Now we all know I am not new to dating.
In fact, if this were an olympic sport, I would probably have beaten Michael Phelps in the gold medal department, and still had time to pop his kitty pool. I am just THAT much of a dating genetically mutated freak of nature. With that being said, I am continuously dumbfounded by the way men seek to compliment me when we go out on dates.
Sometimes I get the overtly affectionate compliments, like, "Wow, you are cute AND smart, why are you on this dating site, what is wrong with you?" (because you know, a women cannot be both of these things and still be on a messed up quest for love, without the world imploding) or "Will you marry me?" (because obviously I am desperate enough to marry a complete stranger from that opening line), or "Sorry I do not mean to stare, I am just picturing your long legs wrapped around me" (um, no...just...no).
I usually spend a vast majority of my time contemplating how in fact I should respond back to these interludes of sexual repression drenched in desperation and lacking the fundamental air of romanticism. The other part of the time I am trying not to throw up, curl my lip in disgust, or furrow my brow in irritation. BUT, it does usually spark up the fundamental question of, why AM I on a dating site? I mean, my statistics are rarely successful. The only thing I can come up with is, I either A. suffer from a dating curse B. The government is out to get me or C. aliens (because, you know, I am being saved for the progression of the super race, clearly).

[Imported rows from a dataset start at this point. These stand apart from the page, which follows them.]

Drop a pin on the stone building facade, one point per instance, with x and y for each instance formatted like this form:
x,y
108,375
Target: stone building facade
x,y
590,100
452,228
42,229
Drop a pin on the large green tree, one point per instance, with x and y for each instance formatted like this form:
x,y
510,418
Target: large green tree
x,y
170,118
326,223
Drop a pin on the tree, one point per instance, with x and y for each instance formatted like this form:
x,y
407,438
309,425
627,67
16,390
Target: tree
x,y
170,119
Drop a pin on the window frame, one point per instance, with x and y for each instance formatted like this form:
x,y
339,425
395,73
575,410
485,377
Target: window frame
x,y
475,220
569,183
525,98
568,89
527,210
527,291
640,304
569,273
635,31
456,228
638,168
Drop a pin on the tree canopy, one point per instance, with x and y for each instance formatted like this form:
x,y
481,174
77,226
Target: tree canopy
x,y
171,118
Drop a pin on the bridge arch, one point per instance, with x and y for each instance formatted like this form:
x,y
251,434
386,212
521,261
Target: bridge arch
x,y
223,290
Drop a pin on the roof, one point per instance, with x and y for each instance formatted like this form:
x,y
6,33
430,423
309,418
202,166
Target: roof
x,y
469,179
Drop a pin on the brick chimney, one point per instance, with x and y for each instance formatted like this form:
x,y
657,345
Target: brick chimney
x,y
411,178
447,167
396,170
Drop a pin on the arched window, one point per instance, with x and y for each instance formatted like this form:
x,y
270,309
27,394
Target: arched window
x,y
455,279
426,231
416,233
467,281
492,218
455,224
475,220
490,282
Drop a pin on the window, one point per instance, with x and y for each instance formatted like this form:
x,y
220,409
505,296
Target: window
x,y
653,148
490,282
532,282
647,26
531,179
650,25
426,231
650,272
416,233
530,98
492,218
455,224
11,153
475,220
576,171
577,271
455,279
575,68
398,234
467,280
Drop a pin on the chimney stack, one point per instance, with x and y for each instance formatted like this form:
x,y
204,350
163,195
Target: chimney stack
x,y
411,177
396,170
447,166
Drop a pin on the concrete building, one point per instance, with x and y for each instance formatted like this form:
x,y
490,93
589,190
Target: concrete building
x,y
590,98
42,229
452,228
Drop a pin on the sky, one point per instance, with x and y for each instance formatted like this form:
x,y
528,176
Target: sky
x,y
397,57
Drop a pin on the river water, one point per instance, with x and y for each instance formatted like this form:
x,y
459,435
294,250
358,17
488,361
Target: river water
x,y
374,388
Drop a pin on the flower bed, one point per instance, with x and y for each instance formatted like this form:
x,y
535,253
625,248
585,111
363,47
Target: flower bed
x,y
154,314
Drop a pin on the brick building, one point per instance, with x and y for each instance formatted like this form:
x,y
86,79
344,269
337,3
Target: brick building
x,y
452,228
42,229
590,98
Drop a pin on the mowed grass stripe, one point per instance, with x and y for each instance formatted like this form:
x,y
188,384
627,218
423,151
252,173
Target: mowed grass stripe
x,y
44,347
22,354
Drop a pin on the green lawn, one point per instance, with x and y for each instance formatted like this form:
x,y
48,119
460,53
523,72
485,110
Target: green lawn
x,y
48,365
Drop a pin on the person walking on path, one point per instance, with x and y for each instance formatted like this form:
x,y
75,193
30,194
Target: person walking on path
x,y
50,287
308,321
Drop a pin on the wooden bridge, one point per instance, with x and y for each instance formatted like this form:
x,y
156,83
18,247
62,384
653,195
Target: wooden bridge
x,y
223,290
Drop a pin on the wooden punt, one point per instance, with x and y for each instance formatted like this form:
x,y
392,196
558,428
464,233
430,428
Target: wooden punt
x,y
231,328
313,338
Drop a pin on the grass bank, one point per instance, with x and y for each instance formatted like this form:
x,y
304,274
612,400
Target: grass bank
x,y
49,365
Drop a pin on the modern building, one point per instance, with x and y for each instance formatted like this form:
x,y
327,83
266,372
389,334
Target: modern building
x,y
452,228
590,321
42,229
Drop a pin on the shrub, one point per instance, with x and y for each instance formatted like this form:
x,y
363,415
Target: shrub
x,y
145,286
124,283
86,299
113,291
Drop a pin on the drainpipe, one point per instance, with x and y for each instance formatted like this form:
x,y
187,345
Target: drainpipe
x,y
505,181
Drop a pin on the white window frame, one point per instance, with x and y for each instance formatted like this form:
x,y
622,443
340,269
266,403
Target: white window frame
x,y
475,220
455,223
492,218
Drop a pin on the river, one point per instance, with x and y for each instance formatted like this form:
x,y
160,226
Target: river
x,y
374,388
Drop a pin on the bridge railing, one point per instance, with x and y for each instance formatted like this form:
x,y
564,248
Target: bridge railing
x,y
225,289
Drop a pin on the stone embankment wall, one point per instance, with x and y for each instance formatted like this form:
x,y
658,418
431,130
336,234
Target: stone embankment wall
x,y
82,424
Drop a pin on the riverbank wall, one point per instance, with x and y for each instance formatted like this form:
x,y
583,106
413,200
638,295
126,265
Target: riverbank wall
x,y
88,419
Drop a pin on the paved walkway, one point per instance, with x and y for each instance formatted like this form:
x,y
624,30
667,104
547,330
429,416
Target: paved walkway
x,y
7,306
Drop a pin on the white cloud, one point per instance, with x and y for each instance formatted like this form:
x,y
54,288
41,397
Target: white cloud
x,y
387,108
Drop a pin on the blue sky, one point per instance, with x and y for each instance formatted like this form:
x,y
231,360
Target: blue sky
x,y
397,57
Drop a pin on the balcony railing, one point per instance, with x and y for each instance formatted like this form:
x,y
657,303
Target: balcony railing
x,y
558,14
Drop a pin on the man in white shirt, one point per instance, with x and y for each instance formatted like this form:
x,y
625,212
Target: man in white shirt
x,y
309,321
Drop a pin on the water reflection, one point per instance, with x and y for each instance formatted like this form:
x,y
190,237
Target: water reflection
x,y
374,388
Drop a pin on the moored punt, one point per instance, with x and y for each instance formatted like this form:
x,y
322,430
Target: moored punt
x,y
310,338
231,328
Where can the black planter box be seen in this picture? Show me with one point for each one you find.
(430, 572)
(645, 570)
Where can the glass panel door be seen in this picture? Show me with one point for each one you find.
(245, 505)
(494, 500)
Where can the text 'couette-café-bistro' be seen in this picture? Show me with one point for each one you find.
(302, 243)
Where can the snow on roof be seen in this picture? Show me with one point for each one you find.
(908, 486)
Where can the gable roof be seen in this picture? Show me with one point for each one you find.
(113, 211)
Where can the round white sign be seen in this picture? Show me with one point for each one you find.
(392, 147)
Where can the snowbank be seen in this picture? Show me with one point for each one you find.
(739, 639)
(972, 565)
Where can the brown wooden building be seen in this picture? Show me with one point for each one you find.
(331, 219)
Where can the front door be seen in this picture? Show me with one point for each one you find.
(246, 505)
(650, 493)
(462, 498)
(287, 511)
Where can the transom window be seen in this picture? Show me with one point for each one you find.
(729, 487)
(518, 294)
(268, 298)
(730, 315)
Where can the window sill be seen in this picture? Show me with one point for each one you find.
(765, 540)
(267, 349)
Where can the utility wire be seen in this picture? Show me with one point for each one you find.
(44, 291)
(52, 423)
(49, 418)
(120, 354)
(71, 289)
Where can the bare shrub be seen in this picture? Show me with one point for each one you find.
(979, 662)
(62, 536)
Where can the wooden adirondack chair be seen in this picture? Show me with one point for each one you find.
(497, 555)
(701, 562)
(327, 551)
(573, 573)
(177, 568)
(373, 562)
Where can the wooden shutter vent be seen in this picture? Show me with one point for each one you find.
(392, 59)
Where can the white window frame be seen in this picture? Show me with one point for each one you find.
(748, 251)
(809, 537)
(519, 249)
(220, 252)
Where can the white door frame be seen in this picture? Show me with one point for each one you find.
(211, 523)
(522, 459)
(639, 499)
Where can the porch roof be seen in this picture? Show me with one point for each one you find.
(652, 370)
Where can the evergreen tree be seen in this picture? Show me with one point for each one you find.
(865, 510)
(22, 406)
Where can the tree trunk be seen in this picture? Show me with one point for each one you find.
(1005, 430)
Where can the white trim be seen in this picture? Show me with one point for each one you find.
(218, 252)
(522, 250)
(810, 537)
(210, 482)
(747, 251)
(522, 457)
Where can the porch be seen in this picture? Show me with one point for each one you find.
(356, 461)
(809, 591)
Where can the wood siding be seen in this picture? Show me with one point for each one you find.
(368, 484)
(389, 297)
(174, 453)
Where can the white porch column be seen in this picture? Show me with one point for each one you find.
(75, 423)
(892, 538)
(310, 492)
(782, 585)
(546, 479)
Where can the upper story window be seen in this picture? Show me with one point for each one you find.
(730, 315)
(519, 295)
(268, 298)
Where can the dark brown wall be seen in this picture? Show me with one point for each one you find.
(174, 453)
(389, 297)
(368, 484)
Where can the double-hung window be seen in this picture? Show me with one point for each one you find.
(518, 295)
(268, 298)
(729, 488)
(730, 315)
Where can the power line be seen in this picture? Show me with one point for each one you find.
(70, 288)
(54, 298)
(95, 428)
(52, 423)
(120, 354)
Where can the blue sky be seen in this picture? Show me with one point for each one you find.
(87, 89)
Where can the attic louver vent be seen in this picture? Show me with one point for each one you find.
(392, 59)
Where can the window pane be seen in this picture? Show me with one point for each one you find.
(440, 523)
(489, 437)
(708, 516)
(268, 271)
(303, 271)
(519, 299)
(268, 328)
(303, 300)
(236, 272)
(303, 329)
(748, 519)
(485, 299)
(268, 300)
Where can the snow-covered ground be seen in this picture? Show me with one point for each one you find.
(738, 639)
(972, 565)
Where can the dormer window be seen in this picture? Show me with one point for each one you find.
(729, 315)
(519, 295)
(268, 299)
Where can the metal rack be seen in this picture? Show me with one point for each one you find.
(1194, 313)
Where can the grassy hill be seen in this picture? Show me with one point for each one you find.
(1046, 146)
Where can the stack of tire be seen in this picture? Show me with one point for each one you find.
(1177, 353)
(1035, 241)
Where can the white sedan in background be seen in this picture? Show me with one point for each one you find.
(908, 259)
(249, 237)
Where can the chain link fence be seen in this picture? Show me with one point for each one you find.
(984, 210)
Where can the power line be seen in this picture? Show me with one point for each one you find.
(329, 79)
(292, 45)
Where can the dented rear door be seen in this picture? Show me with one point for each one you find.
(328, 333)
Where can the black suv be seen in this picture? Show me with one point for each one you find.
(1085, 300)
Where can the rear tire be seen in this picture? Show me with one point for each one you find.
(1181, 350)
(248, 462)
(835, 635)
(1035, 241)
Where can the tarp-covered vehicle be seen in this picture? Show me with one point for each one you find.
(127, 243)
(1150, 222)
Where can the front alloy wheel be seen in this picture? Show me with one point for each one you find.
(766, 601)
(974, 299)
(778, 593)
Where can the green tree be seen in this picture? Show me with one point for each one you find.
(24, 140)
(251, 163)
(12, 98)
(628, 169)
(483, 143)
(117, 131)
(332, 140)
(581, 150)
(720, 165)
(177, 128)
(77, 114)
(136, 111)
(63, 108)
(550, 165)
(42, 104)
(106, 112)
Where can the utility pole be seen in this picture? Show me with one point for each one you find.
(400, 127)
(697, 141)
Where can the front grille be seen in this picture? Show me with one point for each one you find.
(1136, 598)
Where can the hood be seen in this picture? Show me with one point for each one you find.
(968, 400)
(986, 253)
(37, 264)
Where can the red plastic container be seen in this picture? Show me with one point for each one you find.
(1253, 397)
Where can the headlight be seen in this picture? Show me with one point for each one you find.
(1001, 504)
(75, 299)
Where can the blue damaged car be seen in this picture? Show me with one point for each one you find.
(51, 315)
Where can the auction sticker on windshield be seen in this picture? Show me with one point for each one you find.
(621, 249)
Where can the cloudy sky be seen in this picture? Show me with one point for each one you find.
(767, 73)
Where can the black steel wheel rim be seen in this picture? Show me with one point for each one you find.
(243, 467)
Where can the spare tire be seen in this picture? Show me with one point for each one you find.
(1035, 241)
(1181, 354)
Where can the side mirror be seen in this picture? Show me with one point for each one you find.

More often than not though, I have come across gents who go out of their way to compliment/critique me in a weird song and dance into my panties (*disclaimer, every single one of these has been said to my person).
"You have such doll like hair, so fine, and so soft"
"You are so tall, I want to climb you like a mountain"
"We are like pointy chin models"
"Oh I can see the witch resemblance, that's so cool"
"Your scars are sexy"
"You remind me of a horse, which I want to ride"
"You have very unique features, you could cut someone with your cheekbones"
"You have the most beautiful toes, I wish your whole body were like your toes"
"You got a Kill Bill thing going on" (... as in, I carry around a japanese sword hoping to enact revenge upon the male population?...ok he may have gotten a second date out of that one).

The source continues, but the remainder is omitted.